Alternative Lengthening of Telomeres (also known as "ALT") is a telomerase-independent mechanism by which cancer cells avoid the degradation of telomeres.
At each end of the chromosomes of most eukaryotic cells, there is a telomere: a region of repetitive nucleotide sequences which protects the end of the chromosome from deterioration or from fusion with neighboring chromosomes. At each cell division, the telomeres get shorter, eventually preventing further cell division. Healthy adult somatic cells in mammals do not have active telomerase enzymes, so that cancer cells stop proliferating unless they have a mutation which restores the telomeres. Often, this is due to a telomerase enzyme being reactivated, but alternative mechanisms also occur.
The main alternative lengthening mechanism for telomeres is a type of homologous recombination called Break-induced Telomere Synthesis (or BITS). Normally, homologous recombination allows broken DNA strands to be repaired by lining up with a matching sequence of undamaged DNA, but in BITS, this mechanism is used to extend telomeres. Because telomeres are by nature repetitive, matching sequences are widely available.

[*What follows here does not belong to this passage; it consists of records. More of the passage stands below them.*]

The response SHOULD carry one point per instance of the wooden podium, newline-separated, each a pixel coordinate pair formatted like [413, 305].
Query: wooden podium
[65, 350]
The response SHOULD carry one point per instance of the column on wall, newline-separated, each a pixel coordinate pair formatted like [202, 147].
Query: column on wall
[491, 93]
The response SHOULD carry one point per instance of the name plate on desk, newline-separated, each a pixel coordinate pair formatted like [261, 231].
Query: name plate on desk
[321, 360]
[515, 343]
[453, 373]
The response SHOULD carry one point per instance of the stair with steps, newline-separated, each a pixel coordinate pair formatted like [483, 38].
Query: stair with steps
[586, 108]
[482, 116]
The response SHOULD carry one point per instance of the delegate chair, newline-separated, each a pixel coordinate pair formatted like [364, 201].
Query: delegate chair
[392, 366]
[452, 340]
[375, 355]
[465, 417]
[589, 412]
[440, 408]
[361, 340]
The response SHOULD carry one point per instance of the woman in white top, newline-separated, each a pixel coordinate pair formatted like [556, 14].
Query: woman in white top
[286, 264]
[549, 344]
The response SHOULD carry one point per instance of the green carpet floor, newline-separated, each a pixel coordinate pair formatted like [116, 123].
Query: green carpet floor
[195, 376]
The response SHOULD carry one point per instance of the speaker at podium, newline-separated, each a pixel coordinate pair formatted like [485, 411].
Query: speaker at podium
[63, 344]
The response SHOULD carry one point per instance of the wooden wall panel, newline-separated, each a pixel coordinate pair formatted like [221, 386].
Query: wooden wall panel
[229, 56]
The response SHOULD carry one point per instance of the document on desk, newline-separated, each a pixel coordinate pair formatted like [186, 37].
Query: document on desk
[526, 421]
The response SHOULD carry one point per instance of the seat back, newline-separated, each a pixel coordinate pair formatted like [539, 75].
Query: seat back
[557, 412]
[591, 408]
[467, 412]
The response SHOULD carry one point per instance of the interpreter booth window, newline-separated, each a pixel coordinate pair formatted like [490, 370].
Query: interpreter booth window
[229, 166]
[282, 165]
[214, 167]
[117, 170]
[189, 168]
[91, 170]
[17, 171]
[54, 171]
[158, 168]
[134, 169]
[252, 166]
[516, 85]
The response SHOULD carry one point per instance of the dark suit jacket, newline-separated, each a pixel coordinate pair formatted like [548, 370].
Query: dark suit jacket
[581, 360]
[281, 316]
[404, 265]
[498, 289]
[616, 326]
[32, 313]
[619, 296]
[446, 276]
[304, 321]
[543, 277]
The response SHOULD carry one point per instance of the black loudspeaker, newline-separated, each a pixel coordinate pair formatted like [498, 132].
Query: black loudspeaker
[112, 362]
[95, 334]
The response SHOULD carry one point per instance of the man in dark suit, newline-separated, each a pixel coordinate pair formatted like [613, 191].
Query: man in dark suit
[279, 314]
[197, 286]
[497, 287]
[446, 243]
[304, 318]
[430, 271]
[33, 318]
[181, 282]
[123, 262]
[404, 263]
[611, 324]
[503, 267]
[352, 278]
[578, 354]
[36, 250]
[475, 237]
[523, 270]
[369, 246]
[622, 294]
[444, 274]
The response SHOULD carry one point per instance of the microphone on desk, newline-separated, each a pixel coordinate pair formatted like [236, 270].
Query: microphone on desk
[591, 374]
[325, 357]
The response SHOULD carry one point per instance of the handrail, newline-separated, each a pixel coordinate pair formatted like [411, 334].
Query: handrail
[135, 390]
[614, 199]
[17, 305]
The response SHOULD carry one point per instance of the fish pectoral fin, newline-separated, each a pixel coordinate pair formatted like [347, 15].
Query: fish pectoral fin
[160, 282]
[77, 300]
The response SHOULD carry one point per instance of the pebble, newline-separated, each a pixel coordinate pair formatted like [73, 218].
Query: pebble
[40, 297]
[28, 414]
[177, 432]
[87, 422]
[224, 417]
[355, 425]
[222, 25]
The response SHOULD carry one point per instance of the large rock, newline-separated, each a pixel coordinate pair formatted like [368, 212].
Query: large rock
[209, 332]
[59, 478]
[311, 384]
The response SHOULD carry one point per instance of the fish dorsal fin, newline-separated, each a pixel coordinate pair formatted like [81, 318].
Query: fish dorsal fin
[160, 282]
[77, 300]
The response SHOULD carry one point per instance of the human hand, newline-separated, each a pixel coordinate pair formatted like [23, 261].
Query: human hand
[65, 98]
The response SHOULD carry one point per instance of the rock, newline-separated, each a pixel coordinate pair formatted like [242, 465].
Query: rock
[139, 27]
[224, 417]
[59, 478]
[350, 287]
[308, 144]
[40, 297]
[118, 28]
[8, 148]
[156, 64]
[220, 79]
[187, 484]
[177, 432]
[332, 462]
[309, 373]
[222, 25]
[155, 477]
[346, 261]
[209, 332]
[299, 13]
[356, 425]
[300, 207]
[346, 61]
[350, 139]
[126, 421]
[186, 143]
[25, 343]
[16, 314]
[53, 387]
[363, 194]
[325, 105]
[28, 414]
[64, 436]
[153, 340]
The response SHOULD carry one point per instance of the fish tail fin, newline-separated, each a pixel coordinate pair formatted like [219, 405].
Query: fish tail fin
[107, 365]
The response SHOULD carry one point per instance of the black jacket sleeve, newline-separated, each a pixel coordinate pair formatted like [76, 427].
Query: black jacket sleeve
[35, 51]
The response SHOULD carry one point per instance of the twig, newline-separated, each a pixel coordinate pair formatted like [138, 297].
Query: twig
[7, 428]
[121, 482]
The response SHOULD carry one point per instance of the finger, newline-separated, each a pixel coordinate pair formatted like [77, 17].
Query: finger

In proposed models for how BITS works, the process begins with the resection of a damaged telomere end: one of the strands is cut away to provide a single strand of DNA (the Guanosine-rich strand) that can bind to into a matching (homologous) template, forming a so-called displacement loop (D-loop) (Figure 1a).[1] In ALT, there is evidence that this template consists of: (i) a centromere proximal sequence of the same chromosome (T-loop), (ii) circular extrachromosomal telomeric sequences (C-circles), (iii) homologous chromosomes, or (iv) other chromosomes (Figure 1b). ALT may arise from a combination of some or all of these templates.[2] Importantly, because telomeres are highly repetitive, invasion between or within telomeres is not limited by the requirement for extended homology in homologous recombination. After D-loop formation, DNA polymerase δ extends the invaded G-strand end, copying material beyond the original breakpoint, leading to initiation of lagging strand synthesis of the C-strand, also by DNA polymerase δ.[3]
The second feature of ALT is the production of a non-conservative DNA product at the telomere. At the conclusion of the copying reaction, both strands contain entirely new DNA. This is different from normal ‘semi-conservative’ DNA replication, where one strand is newly synthesized, and the other comes from the original template. In this manner, ALT allows entire telomeric sequences to be copied from one chromosome to another, without affecting the length or integrity of the copied sequence. Recent work suggests that ALT DNA copying (BITS) proceeds via a D-loop migration model, which is supported by the observation of non-conservative rather than semi-conservative products of break-induced replication at ALT telomeres[4] and the D-loop-shaped products observed in two-dimensional gel electrophoresis at sites undergoing BIR.[5]